そっか、良かった!やっぱり学年一位の賢さは伊達じゃない!
「良かった!じゃあ今日から、俺がシャワー使っている間は遠慮してくれよ!」
「…………ん?」
ピタリ、とロドリックの動きが止まる。
けれど俺はここ最近の悩みが消えたと思い、ついすらすらと喋り倒してしまう。
「はぁ、こんなことならもっと早く言っておけば良かったぜ!もう、こっちが裸なのに服を着ているやつに見られてるってすげー落ち着かねぇんだよ。逆なら……って俺はお前ほどお腹ゆるくねーからしないけどよ!」
「れ、レイ……」
「大浴場とかよ、みんな裸なら気になんねーけど……俺はお前のキバッてる姿なんか見たくねーし見せたくもないだろうから見ないようにしてたのに、全く、もう少し気を遣えよ!ははっ」
ポンポン、とロドリックの背中を叩く。ガバッと体を離されて、話は終わりか、と立ち上がりかけた時、ぐいと腕を引かれた。
……さすが騎士科学年一位。力も桁違いだ。
「…………レイ。じゃあ、私も裸なら気にならないんだな?」
で、何で俺、クソせまいシャワールームに男二人で入ってるんだ……?
「ロドリック……なんか違う気がするんだけど」
「そうか?これで何もかも解決するだろう」
「そういうものなのか……?」
ロドリックが言うには、同時にシャワーに入れば、ロドリックの排泄姿を見なくていいし、お互い裸で気にしなくていいし、ロドリックが俺の背面にいるからヤツの裸を見なくて済む、という一石三鳥らしい。

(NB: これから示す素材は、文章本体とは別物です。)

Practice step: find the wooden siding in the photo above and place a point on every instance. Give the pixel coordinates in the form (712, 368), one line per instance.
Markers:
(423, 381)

んで、俺の身長173。ロドリックは188。そこそこデカくて騎士科の俺たちが一緒に入れば、常に体のどこかがぶつかり合うことになる訳。
シャワーヘッドを操作したいから俺が前なのはいいけど、後ろにカッチコチで俺よりタッパのある男がズーンと控えてるんだ。
確かに扉越しにガン見されるよりはマシだが、これのどこがリラックス出来ると?
「お前、もっと後ろにいけよ!ほら、前に来るから俺とぶつかっちまうんだろ!」
「嫌だ、壁が冷たい」
「そんくらい我慢しろよ!ったく、これじゃ足洗いたくても、しゃがめねーしよ……」
「それじゃあ私が洗ってやる」
「はあっ!?」
ロドリックは柔らかな布巾――――絶対公爵家で使ってるやつだ――――で石鹸を泡立てると、俺の尻へとぴたり、当てた。